An LDAP Connection resource template represents a connection to an LDAP server. Used by component implementations to look up names in an LDAP directory server.

General

Property Required? Editable? Accepts SVars? Description
Connection Factory Y Y Y The factory object that provides the starting point for resolution of names within the LDAP server.

Default: com.sun.jndi.ldap.LdapCtxFactory.

Provider URL Y Y Y The URL that provides the host and port number on which the LDAP server is listening for connections. It can also include a Base DN, the DN of an entry in the directory.

The Base DN:

  • Identifies the LDAP entry that is the starting point of all searches
  • Limits the searches to a subtree of the LDAP Server's directory

If the Base DN is not specified, all searches begin at the root DN.

Any unsafe characters in the URL must be represented by a special sequence of characters called escaping. For example, a space must be represented as %20. Thus, the DN ou=Product Development must be encoded as ou=Product%20Development.

Default: ldap://localhost:389.

Connection Timeout (ms) N Y Y The time to wait for a response from the LDAP directory server.

Default: 0.

Login Credentials

Property Required? Editable? Accepts SVars? Description
Login Credentials Y Y N Indicate how the credentials required to authenticate to a server are provided:
  • Identity Provider - Provide username and password credentials encapsulated in an identity provider resource. When selected, the Identity Provider field is activated.
  • Username + Password - Provide inline username and password credentials. When selected, the Username and Password fields are activated.
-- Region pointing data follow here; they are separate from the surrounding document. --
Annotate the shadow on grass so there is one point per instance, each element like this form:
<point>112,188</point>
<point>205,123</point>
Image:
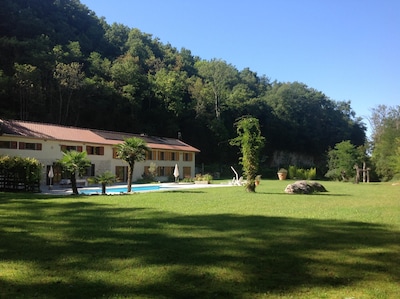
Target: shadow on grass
<point>90,250</point>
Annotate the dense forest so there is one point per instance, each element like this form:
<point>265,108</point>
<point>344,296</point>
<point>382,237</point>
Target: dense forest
<point>62,64</point>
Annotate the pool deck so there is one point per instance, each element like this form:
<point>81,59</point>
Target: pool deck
<point>63,190</point>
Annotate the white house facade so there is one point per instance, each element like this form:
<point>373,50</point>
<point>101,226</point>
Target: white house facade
<point>47,142</point>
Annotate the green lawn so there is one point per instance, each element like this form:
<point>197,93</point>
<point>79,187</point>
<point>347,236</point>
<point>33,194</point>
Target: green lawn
<point>204,243</point>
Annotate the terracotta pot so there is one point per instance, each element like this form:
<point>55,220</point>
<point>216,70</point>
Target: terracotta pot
<point>282,175</point>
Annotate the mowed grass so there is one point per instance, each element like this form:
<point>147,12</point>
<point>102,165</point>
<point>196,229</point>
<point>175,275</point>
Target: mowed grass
<point>204,243</point>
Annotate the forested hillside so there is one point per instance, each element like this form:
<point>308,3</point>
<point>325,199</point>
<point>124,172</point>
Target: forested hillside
<point>60,63</point>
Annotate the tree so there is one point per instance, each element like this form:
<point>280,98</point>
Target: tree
<point>70,78</point>
<point>132,150</point>
<point>386,129</point>
<point>75,163</point>
<point>342,159</point>
<point>250,141</point>
<point>106,178</point>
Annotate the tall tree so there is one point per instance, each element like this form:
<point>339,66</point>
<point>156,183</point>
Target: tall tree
<point>132,150</point>
<point>386,129</point>
<point>250,141</point>
<point>220,77</point>
<point>70,78</point>
<point>75,163</point>
<point>342,159</point>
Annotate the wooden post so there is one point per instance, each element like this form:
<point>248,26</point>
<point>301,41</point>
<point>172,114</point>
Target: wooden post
<point>364,174</point>
<point>357,173</point>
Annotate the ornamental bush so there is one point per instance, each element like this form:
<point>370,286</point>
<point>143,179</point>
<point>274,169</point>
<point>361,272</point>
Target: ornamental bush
<point>20,174</point>
<point>301,173</point>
Default: Identity Provider

Identity Provider N Y N Name of the Identity Provider resource used to authenticate the user.
Username N Y N Username used to authenticate connections to the server.
Password N Y N User's password used to authenticate connections to the server.

(Administrator only) For superusers, passwords display encrypted. For non-superusers, the password doesn't display even if it was set when it was created. If you have permission to edit the password, you can specify a new value and save. If you edit other fields, the old value for the password field is retained. If you want to set an empty value as password, click the link Set Blank Password.

Advanced

Property Required? Editable? Accept SVars? Description
Pool Size N Y Y The preferred number of connections per connection identity that should be maintained concurrently.

Default: 10.

Pool Maximum N Y Y The maximum number of connections per connection identity that can be maintained concurrently.

Default: 15.

Pool Initial N Y Y The number of connections per connection identity to create when initially creating a connection for the identity.

Default: 5.

Pool Timeout (ms) N Y Y The length of time that an idle connection may remain in the pool without being closed and removed from the pool.

Default: 300000.

Follow Referrals N N Y Indicate whether an LDAP server should return a reference (a referral) to another LDAP server which may contain further information instead of returning a result.

Default: Unchecked.

SSL

Property Required? Editable? Accepts SVars? Description
Enable SSL N N N Enable SSL connections. When checked, the SSL properties display.

Default: Unchecked.

SSL Client Provider N Y N The name of an SSL Client Provider resource.